Ówczesny szkoleniowiec „Dumy Katalonii” przestał korzystać z usług Szweda. Z czasem zaczął również go unikać. Zrodziło to jeden z największych konfliktów na linii zawodnik–trener. Ostatecznie w Barcelonie zapadła decyzja o sprzedaniu napastnika, który nie pasował do koncepcji Guardioli.

Licznik „Ibry” zatrzymał się więc na 46 spotkaniach w barwach „Blaugrany”, podczas których zdobył 22 bramki oraz zanotował 13 asyst.
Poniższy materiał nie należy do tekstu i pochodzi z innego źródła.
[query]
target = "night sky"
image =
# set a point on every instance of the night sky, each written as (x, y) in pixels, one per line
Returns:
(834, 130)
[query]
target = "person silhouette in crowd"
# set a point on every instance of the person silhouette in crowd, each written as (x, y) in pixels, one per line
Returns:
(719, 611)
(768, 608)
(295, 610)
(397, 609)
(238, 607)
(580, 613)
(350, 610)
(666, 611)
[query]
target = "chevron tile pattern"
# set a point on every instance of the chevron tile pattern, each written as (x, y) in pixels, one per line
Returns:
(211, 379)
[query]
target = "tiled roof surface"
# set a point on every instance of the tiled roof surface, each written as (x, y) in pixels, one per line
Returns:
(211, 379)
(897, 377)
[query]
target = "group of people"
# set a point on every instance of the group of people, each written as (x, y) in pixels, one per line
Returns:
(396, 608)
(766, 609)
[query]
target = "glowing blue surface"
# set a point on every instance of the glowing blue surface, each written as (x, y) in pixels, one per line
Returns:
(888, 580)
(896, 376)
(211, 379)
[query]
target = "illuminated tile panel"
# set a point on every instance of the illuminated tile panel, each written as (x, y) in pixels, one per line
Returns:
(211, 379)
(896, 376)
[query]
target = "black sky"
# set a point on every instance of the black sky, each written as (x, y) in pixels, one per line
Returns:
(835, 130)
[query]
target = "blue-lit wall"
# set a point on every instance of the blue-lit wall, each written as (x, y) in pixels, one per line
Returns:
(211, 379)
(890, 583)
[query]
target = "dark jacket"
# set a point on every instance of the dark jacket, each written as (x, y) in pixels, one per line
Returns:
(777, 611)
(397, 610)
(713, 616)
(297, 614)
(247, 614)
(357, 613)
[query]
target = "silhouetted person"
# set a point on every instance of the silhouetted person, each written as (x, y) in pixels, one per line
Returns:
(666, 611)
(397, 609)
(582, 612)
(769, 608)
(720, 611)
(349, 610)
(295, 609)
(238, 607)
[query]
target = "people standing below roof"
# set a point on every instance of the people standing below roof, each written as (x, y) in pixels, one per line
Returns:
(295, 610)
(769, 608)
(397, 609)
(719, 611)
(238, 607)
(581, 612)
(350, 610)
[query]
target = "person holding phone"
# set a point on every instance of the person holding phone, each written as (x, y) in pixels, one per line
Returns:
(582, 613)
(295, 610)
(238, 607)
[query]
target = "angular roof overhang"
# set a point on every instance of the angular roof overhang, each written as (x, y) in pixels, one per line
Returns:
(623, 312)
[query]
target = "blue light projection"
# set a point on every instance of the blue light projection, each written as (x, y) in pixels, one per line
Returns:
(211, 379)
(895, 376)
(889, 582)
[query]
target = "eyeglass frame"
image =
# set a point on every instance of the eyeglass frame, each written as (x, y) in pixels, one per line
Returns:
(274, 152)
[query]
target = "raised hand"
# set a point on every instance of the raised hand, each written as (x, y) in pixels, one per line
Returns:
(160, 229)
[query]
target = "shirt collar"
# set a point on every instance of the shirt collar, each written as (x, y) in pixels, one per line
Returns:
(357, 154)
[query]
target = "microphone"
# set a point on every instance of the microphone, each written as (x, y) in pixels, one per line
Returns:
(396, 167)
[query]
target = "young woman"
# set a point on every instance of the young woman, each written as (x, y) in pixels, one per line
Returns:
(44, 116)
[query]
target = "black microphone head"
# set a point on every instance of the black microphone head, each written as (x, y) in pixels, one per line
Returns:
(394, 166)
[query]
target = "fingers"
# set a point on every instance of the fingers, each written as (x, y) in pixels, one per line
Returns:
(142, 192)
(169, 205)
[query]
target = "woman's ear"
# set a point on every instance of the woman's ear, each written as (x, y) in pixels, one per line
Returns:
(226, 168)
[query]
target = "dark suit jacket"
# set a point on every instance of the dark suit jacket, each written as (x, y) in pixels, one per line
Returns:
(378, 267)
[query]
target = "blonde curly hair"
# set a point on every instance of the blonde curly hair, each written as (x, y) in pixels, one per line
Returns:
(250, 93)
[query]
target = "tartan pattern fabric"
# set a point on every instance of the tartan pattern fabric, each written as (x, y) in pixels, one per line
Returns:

W swoim pierwszym i zarazem ostatnim sezonie na Camp Nou zdołał on sięgnąć po tytuł mistrzowski La Liga oraz po dwa Superpuchary Hiszpanii.

https://www.youtube.com/watch?v=xJF4UhK70xg

AC Milan

Po nieudanej przygodzie w FC Barcelona napastnik zdecydował się na powrót do Serie A, w której odnosił największe sukcesy. Ponownie zasilił on klub z San Siro, jednak tym razem wybór padł na Milan prowadzony przez Massimiliano Allegriego. Operacja odbyła się na zasadzie wypożyczenia do końca sezonu 2010/2011 z obowiązkiem wykupienia go za kwotę 24 milionów euro.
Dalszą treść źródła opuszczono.